И вот среди этой тишины из камеры мирового судьи, стали доноситься такие речи:
– Да помилуйте, вашескобродие, как же мне его не обругать? Он же меня обчистил всего, всего меня оплел, значит, да не скажи я ему неласкового слова?
– Он – староста, начальник, и обращался к тебе с требованием податей, следовательно, по делу казенному, то есть он исполнял свои обязанности, и ты не имел права его ругать.
– Да чего же он, пропади он пропадом, теребит меня, когда я у него даже до последней жениной кацавейки позакладал? Ведь он, жид, ковриги хлеба не поверит без залогу-то! Ведь кабы ежели бы господь урожаю дал, так и без него бы пробились, а то, сами извольте подумать, как же тут управляться! Я ему телку должон был отдать своими руками за пять целковых, а кабы недельку погодить, так она бы пятнадцать серебром дала – вот и подати, а то он же меня обобрал, да я же ему и виновен.
– На него ты можешь жаловаться, если он тебя обидел, можешь взыскивать, но публично ругать его непотребными словами ты не имеешь никакого права. Он – начальник, он требовал денег не для себя, а как начальник, понимаешь ты?
– Чего нам понимать-то? Разбирай его, дьявола, когда он – грабитель, когда – начальник… Нам тоже недосужно… Вон третий год недород у нас… а тоже…
– К аресту на одни сутки. Доволен?
– Ну, пес с ним. Пущай, доволен.
– Маловато, вашескобродие! – послышался было голос из толпы, но на него не последовало ответа потому, что заскрипели перья, строчившие решение.
Слово «маловато» было произнесено одним из обиженных, и таких обиженных в дверях комнаты мирового судьи стояла целая толпа. Все это было сельское и волостное начальство; а известно, что начальство это, ознакомясь с правом иметь в своих руках мирские деньги, очень ловко пользуется ими для своих личных выгод и именно благодаря этим-то, очень короткое время остающимся в его руках деньгам и вырастает в кулаков. А когда же кулаку и раздолье, как не в неурожай, когда человек и заклад несет, и телушку продает за бесценок? Тут-то и наживаться. И вот, наживаясь лично, это же начальство пристает к объеденным им же людям с требованием податей, или с требованием своих долгов, нужных на новый, более выгодный оборот. Неудивительно, что их ругают, а иногда и бьют, и в лицо им плюют обиженные ими люди; и вот это начальство наказывает их за оскорбление себя как начальства, а не как мироедов. Неурожай был большой, кулаков много, наживы много, а стало быть, и много бедности и негодования, а стало быть, много и дел об оскорблениях. Вот почему из камеры судьи слышались в течение по крайней мере двух-трех часов только одни и те же фразы:
– За оскорбление при исполнении служебных обязанностей…
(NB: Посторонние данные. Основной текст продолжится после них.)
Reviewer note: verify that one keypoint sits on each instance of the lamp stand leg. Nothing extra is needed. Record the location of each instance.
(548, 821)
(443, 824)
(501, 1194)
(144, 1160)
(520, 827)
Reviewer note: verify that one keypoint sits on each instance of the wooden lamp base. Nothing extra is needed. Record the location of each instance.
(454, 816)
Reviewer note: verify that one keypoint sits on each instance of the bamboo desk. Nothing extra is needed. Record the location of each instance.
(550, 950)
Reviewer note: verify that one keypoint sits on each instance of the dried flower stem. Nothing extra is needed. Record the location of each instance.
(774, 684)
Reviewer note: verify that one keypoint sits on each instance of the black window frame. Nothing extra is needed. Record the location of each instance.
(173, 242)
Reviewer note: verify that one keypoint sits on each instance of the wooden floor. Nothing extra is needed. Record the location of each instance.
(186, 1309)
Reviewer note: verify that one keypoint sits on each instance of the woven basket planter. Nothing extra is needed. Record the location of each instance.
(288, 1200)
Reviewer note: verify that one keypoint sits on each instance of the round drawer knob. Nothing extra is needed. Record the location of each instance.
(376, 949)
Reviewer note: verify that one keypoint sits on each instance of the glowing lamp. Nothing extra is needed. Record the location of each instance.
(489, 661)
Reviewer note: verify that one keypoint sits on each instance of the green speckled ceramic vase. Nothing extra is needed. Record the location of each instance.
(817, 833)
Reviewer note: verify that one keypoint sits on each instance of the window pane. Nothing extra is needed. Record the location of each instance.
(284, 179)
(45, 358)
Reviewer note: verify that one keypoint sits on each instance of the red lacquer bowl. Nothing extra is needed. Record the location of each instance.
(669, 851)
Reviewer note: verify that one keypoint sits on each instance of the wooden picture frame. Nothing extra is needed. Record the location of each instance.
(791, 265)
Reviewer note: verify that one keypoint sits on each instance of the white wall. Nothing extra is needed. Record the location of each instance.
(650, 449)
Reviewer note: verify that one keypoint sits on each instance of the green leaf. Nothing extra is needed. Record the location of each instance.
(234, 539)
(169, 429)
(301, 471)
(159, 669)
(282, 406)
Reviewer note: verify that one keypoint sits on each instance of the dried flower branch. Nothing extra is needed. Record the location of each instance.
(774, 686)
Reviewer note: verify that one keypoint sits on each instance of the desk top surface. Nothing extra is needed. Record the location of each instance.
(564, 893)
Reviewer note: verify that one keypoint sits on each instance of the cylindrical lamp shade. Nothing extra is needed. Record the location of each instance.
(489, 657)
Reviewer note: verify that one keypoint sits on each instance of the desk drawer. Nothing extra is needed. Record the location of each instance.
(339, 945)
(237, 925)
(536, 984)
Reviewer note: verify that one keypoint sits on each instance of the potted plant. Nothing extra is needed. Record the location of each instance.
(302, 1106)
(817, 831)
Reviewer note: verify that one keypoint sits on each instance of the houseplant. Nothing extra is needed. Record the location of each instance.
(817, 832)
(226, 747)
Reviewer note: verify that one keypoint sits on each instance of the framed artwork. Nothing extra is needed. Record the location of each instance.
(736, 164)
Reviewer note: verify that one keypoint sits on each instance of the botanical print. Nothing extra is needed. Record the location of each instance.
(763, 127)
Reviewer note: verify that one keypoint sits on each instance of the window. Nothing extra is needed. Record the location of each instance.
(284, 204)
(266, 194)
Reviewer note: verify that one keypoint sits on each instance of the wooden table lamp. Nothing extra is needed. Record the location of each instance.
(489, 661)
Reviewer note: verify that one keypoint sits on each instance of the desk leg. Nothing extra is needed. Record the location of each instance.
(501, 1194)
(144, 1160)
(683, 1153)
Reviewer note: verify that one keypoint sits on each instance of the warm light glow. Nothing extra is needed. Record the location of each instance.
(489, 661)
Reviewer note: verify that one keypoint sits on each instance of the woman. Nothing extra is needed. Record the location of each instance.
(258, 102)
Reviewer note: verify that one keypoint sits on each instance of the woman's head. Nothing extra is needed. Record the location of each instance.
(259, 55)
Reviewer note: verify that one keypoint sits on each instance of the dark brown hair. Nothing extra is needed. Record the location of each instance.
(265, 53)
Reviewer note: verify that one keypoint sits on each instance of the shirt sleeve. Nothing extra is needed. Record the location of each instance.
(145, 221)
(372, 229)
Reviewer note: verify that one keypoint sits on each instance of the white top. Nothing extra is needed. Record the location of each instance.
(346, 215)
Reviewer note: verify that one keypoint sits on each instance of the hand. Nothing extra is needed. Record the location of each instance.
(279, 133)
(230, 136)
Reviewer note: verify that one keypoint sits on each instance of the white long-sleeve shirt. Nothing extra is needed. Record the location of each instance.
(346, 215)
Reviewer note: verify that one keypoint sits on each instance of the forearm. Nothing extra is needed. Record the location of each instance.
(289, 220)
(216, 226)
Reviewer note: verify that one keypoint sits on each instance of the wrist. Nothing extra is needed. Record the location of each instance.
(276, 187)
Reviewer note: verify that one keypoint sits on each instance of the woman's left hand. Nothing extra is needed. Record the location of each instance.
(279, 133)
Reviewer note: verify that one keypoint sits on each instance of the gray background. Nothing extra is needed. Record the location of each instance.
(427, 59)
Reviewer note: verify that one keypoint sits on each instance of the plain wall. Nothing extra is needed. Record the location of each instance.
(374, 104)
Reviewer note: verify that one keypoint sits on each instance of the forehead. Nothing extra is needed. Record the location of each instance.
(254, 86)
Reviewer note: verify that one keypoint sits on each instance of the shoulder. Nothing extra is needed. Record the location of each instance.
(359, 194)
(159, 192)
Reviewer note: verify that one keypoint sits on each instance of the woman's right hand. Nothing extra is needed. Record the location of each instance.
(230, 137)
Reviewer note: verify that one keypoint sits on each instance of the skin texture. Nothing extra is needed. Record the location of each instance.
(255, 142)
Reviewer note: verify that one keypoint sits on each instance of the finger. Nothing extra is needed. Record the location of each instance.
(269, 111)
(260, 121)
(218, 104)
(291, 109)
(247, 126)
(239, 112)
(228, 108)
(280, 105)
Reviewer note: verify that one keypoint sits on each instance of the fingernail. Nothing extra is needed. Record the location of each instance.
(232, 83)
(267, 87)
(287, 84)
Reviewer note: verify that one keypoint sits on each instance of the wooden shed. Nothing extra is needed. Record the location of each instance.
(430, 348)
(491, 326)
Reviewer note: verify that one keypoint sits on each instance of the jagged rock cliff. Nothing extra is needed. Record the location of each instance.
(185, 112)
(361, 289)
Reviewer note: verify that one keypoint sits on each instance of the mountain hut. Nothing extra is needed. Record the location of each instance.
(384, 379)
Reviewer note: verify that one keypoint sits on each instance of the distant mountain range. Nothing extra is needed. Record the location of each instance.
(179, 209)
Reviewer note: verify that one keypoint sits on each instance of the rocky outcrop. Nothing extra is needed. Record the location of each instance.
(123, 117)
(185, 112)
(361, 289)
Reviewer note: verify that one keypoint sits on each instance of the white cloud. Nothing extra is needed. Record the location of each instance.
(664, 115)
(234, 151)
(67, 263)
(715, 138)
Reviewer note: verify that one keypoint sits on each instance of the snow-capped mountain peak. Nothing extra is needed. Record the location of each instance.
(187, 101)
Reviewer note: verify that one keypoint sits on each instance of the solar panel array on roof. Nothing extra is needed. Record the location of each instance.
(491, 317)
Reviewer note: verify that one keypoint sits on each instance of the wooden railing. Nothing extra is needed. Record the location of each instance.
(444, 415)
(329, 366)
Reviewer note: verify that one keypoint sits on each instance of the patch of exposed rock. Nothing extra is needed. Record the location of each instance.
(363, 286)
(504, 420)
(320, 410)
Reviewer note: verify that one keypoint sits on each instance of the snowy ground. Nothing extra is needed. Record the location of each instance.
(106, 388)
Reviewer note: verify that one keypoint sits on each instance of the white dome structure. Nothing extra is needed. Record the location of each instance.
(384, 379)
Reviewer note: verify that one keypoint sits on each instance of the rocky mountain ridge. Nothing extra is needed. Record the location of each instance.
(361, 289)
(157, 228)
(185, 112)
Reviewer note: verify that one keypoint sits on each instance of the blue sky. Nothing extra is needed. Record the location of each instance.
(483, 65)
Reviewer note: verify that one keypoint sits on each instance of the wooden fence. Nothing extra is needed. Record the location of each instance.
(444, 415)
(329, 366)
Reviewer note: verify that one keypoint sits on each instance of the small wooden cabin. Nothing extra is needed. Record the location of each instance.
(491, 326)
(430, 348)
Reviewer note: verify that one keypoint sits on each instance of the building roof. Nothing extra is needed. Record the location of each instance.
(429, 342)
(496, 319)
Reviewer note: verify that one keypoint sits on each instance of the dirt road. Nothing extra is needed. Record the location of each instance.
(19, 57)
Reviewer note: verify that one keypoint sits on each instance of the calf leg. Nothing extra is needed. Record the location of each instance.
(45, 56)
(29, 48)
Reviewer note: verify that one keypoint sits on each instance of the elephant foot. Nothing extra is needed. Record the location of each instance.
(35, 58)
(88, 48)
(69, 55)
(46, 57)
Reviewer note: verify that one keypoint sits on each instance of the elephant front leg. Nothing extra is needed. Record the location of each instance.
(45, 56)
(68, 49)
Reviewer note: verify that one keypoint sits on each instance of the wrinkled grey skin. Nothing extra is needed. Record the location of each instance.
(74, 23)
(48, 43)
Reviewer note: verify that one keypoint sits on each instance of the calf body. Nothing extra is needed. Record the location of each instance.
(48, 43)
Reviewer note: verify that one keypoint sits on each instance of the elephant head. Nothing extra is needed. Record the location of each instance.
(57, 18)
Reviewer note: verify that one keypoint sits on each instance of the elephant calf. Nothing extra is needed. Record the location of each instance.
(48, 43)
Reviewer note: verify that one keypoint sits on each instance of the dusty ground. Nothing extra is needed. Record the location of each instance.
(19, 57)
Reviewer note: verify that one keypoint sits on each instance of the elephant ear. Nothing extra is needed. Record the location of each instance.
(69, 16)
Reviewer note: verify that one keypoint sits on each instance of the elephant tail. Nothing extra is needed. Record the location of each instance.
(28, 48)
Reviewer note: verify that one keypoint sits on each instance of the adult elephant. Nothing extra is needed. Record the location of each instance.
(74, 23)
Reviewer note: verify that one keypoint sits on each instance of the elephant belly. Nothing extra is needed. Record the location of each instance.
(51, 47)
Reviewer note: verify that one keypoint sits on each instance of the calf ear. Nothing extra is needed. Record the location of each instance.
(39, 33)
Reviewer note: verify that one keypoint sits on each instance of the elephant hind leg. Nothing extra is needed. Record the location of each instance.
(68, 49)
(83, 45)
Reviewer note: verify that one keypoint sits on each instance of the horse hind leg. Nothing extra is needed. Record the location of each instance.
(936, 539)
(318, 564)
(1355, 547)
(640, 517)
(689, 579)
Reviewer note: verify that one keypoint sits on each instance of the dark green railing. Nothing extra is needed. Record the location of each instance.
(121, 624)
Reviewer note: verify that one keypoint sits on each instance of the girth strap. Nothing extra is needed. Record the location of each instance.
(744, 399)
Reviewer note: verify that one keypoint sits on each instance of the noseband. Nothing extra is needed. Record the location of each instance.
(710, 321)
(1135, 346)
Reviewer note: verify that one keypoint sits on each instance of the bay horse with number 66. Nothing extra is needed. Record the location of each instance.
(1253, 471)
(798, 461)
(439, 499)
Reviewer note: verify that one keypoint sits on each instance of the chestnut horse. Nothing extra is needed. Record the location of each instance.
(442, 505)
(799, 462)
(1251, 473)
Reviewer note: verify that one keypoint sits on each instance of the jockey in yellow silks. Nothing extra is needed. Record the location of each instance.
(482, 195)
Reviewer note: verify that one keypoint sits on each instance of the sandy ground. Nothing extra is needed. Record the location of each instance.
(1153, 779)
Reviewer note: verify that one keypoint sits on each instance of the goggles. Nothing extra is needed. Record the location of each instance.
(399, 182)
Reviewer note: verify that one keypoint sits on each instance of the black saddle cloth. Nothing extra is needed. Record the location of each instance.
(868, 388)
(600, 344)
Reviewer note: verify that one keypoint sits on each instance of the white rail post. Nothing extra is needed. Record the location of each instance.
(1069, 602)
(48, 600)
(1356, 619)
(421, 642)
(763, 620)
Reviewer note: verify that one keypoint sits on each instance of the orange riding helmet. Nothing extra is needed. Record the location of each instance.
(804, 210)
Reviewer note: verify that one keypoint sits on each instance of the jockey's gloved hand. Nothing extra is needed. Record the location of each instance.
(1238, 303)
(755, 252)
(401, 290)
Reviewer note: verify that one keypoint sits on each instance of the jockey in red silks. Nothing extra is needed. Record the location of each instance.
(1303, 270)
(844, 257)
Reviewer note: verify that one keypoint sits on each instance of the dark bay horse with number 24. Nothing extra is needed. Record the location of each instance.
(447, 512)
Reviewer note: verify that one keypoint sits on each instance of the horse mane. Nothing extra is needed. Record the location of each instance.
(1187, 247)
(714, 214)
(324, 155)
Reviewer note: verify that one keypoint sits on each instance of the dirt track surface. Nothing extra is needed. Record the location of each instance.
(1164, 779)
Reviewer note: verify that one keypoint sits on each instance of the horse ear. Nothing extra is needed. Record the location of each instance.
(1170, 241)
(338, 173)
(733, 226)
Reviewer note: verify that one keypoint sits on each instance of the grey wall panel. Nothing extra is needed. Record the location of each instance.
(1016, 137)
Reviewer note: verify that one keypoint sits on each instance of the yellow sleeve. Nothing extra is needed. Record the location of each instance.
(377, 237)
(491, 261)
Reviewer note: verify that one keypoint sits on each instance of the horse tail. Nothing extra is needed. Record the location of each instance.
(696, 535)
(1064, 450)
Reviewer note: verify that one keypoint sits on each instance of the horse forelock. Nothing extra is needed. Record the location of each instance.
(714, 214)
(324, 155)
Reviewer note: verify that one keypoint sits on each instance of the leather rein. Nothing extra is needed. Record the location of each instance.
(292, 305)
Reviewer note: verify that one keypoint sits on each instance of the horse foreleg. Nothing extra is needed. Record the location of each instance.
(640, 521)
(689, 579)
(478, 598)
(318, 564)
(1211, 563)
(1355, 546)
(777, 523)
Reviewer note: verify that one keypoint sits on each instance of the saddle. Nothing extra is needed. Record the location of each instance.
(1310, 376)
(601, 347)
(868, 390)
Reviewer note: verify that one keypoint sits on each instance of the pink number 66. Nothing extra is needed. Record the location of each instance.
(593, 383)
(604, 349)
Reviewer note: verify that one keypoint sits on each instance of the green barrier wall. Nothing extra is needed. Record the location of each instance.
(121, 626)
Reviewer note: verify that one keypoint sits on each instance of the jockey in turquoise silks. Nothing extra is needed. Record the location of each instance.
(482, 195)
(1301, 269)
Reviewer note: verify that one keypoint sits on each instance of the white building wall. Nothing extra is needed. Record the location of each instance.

– Да ведь он же меня обобрал-то!
– Ты можешь взыскивать судом, но не имеешь права… На один день… Доволен?
– Шут его дери… пущай! Пес с ним.
И «довольные» выходили по очереди из камеры, держа в руках шапки и бормоча:
– Кабы урожаю бог дал, так не был бы я у него, у живореза, в лапах!
Но хотя «живорезы» и чувствовали, правда, не полное, «маловатое» удовлетворение, видя своих обидчиков, направляющихся в темную, «неурожай», о котором им было известно ничуть не хуже кого бы то ни было и который таился тут, в глубине всего этого беспокойства, заставлял их чувствовать, что ихнее начальническое дело тоже будет не совсем ладно: ведь за стеной сидит исправник, а это вовсе не означает, чтобы вместо неурожая вдруг урожай сделался.
А у исправника дела было еще больше. Для скорости и подмоги в маленькой каморке, прилегавшей к присутствию, занимаемому исправником, – каморке, в которой старшина и волостной писарь обыкновенно пьют чай, принимают взятки и шепчутся относительно разных дел, – заседал волостной суд; этим судом еще с осени было приговорено к двадцати ударам розог человек двадцать пять неплательщиков, обязавшихся к февралю месяцу представить либо деньги, либо «мягкие части». Но прошел и февраль, и март, и вот уж идет и апрель, а ни денег, ни мягких частей от этих козлищ не получено. Старосты и старшины, обессилев в личной борьбе с этой упорной и как камень бесплодной нищетой, представили теперь всю эту голытьбу прямо господину исправнику, а для «скорости» в исполнении приказаний последнего созвали волостной суд.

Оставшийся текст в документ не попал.